We recently starting billing for this service and I want to make sure I'm not missing any charges. For example, a patient receiving IV saline + medication. Is it correct just to bill 96365, for the 1st hour. Plus the J-code for the drug? 

If it is pushed, do I use 96374 in addition, or instead of 96365? The providers are questioning an "iv start" charge also, is that the 96365?

Thanks for any help!:


----------



## eadun2000 (Apr 11, 2011)

llmccann said:


> We recently starting billing for this service and I want to make sure I'm not missing any charges. For example, a patient receiving IV saline + medication. Is it correct just to bill 96365, for the 1st hour.
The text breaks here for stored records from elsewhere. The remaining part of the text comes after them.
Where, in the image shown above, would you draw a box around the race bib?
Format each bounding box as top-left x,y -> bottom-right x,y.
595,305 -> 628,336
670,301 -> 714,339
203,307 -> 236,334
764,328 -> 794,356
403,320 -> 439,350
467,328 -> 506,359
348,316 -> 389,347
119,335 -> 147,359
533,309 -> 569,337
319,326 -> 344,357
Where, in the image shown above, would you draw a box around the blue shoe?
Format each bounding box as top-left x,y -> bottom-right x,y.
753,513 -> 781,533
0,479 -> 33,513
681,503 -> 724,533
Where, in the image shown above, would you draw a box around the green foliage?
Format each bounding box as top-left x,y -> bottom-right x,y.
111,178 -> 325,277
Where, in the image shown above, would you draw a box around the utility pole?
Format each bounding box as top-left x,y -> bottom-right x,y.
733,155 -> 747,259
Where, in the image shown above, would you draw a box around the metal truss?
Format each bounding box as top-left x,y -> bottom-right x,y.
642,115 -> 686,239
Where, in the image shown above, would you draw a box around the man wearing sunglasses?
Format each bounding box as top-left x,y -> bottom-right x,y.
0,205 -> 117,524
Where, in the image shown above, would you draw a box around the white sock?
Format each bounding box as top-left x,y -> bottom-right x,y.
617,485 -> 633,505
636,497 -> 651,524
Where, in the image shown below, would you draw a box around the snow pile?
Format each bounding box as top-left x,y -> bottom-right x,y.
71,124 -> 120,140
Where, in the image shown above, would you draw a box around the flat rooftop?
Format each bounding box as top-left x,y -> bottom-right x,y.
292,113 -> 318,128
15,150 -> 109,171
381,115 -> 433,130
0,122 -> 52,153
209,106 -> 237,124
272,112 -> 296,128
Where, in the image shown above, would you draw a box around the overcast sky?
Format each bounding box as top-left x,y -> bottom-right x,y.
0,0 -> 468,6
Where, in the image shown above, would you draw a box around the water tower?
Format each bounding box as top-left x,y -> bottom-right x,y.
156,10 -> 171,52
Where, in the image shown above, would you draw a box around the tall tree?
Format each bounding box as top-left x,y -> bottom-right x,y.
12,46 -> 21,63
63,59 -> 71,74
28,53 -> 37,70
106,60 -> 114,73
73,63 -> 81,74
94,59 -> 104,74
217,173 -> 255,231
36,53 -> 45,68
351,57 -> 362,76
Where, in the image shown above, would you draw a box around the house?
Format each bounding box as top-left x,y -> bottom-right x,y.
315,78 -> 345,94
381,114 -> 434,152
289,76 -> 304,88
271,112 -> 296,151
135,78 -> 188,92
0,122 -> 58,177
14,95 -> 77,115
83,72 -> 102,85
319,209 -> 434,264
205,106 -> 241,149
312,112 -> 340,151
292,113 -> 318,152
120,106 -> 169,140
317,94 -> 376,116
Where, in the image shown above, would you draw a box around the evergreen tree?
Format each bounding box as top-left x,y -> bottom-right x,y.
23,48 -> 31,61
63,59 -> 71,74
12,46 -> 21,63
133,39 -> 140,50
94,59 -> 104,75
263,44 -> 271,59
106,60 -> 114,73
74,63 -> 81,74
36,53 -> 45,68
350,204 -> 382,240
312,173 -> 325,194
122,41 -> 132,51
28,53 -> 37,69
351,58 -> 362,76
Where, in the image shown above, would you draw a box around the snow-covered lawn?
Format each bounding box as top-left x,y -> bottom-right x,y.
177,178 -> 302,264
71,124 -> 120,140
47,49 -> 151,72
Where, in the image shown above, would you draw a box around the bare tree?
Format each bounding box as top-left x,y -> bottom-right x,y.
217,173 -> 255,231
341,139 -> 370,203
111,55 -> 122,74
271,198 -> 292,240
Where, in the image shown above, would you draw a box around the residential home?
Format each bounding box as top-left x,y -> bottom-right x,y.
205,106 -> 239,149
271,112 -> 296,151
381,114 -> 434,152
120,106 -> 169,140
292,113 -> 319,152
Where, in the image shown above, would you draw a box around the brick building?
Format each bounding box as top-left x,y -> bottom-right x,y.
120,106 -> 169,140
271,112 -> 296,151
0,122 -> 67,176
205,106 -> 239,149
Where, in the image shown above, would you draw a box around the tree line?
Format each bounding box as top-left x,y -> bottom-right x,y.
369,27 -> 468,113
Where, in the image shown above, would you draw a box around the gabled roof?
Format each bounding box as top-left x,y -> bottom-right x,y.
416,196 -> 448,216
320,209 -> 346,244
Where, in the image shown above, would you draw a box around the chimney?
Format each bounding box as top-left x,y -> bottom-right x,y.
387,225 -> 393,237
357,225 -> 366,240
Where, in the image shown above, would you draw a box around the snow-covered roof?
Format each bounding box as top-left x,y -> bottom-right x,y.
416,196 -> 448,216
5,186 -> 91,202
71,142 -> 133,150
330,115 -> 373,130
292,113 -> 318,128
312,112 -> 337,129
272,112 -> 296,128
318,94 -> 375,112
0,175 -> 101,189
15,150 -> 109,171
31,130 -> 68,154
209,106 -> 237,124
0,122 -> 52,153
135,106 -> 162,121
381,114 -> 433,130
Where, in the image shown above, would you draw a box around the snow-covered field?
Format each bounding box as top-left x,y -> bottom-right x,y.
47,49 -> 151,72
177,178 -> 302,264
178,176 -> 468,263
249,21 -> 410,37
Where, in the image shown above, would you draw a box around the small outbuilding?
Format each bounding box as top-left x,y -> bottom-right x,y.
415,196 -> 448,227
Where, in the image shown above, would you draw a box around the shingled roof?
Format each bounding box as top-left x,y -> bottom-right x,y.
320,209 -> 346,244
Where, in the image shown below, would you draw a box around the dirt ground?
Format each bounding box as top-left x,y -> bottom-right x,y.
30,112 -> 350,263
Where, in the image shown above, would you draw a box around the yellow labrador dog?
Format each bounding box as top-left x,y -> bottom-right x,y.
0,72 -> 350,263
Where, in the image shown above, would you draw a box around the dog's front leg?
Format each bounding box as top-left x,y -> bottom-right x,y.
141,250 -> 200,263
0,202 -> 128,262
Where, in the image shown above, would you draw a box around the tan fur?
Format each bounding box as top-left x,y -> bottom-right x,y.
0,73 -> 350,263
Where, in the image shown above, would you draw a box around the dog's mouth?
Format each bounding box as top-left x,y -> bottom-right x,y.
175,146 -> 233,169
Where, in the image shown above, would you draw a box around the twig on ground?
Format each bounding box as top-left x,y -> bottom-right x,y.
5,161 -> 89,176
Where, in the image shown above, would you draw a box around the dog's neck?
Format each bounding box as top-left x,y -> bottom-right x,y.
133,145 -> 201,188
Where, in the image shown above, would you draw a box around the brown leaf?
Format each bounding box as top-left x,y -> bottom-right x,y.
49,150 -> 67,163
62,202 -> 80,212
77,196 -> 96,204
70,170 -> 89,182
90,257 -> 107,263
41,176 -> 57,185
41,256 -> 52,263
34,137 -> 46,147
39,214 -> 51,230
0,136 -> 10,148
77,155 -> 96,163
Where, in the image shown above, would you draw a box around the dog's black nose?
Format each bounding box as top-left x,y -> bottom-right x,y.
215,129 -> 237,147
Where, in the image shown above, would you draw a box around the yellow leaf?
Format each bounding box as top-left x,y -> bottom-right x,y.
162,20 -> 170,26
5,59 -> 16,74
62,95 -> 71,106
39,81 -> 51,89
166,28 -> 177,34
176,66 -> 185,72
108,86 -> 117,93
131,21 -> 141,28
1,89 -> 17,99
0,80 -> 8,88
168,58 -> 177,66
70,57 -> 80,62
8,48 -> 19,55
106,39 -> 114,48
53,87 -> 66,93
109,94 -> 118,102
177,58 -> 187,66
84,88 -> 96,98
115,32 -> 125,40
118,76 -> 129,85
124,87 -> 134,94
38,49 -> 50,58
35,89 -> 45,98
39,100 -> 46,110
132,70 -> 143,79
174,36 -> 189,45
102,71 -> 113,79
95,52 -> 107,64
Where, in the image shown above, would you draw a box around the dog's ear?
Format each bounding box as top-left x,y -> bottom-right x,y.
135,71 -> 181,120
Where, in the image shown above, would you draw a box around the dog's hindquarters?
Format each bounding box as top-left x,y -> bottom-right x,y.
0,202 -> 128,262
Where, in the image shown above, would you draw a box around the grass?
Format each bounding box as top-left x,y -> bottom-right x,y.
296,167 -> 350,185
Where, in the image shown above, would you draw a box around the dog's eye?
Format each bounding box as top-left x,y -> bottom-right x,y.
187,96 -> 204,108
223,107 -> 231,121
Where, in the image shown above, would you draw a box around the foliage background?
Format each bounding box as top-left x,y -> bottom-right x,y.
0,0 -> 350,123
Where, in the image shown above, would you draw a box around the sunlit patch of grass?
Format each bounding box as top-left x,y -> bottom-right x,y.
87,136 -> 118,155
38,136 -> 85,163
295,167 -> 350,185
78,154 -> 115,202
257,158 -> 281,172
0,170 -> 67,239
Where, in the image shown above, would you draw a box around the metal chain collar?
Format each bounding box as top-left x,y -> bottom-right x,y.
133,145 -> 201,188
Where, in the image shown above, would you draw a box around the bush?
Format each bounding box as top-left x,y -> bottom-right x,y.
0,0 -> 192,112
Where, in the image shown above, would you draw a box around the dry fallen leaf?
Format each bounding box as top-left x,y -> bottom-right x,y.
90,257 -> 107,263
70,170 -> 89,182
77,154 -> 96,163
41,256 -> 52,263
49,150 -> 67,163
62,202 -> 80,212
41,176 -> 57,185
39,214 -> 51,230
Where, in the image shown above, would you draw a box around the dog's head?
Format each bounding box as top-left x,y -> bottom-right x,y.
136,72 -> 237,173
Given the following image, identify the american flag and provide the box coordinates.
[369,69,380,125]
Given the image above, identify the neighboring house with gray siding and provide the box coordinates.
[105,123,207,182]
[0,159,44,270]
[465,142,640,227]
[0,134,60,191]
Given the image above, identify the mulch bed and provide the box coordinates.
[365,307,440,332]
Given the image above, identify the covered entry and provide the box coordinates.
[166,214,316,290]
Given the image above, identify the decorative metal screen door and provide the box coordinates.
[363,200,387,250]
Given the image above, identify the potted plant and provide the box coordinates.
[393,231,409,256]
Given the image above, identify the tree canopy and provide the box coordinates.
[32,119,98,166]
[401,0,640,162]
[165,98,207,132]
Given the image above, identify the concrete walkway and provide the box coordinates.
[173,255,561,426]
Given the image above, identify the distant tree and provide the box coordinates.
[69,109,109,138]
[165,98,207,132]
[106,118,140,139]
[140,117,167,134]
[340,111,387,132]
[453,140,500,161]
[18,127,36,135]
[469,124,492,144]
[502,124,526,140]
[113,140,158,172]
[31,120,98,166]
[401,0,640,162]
Plus the J-code for the drug?
> 
> If it is pushed, do I use 96374 in addition, or instead of 96365? The providers are questioning an "iv start" charge also, is that the 96365?
> 
> Thanks for any help!:



If the patient is receiving the medication being infused with saline, then you code for the 96365 if it is documented that it is 16 minutes or more up to the first hour.  If you are just billing for saline for hydration and also giving a med IV push then it is 96374 for the med and 96361 for the saline if the saline is being given longer than 31 minutes.  If you are charging a 96360, 96365 or 96374, you do NOT code for the IV start (36000) as it is already included in the initial procedure.


----------



## Mojo (Apr 11, 2011)

This presentation may help you with the hierarchy and coding of injections and infusions. I found it to be a very good review.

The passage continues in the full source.